In order to enable the exclusion of peptides originating from genetically highly variable areas, the mutation frequency of each amino acid within the SARS-CoV-2 genome was computed (see Materials and methods for details). The genes that those peptides originate from are likely to mutate, hence the inclusion of such peptides might lower the vaccine efficacy over time. From the analysis of 8,639 complete genome sequences, obtained from different SARS-CoV-2 isolates, which then were translated into protein sequences, the mutation frequency at each amino acid position was computed. For each peptide in the SARS-CoV-2 proteome, the maximum mutation frequency was calculated (see Materials and methods), and peptides with the resulting score ≥ 0.05 (marked in color in Table 3 and Table 4 ) are considered to be highly variable (HV) and should be disregarded as vaccine components. 13 amino acid positions were observed to contain mutations in at least 5% of the selected sequences. Among these, as many as 9 amino acid positions were mutated in more than 10% of the selected sequences, while 2 positions showed mutations in fully half of the samples (more than 50%). In Table 5 Within the top-50 immunogenic peptides originating from the SARS-CoV-2 structural and non-structural proteins (NSPs), 1 and 3 HV peptides were found, respectively.

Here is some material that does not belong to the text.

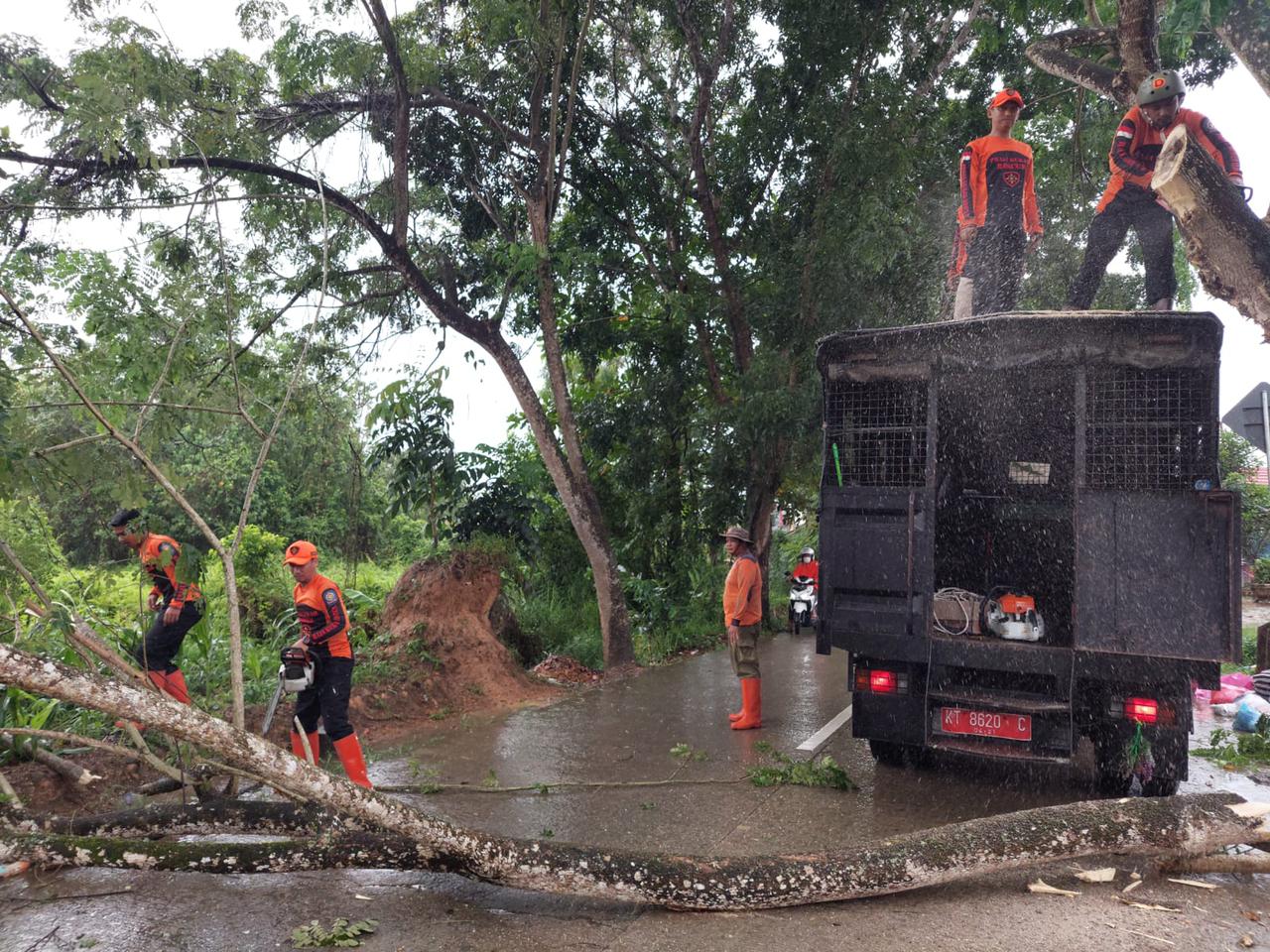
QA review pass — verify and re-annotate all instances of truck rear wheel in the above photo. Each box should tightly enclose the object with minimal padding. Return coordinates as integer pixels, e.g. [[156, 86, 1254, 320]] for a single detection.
[[1142, 733, 1189, 797], [869, 738, 908, 767], [1093, 731, 1133, 797]]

Each peptide derived from the SARS-CoV-2 proteome was studied to ascertain the lack of similarity with peptides present in the reference human proteome. When administered in a vaccine, epitopes highly similar to peptides presented by the host's healthy tissues could either trigger an unwanted immune self-reaction or be tolerated by the immune system. In both cases, these peptides should be eliminated from the vaccine composition. A total of 11 SARS-CoV-2-derived peptides with moderate similarity to human proteins were found (E-value ≤ 4). Of these, 4 were significantly similar (E-value ≤ 1) and thus should be avoided (see Supplementary Data 1). None of these peptides were found within the top-100 ranked peptides.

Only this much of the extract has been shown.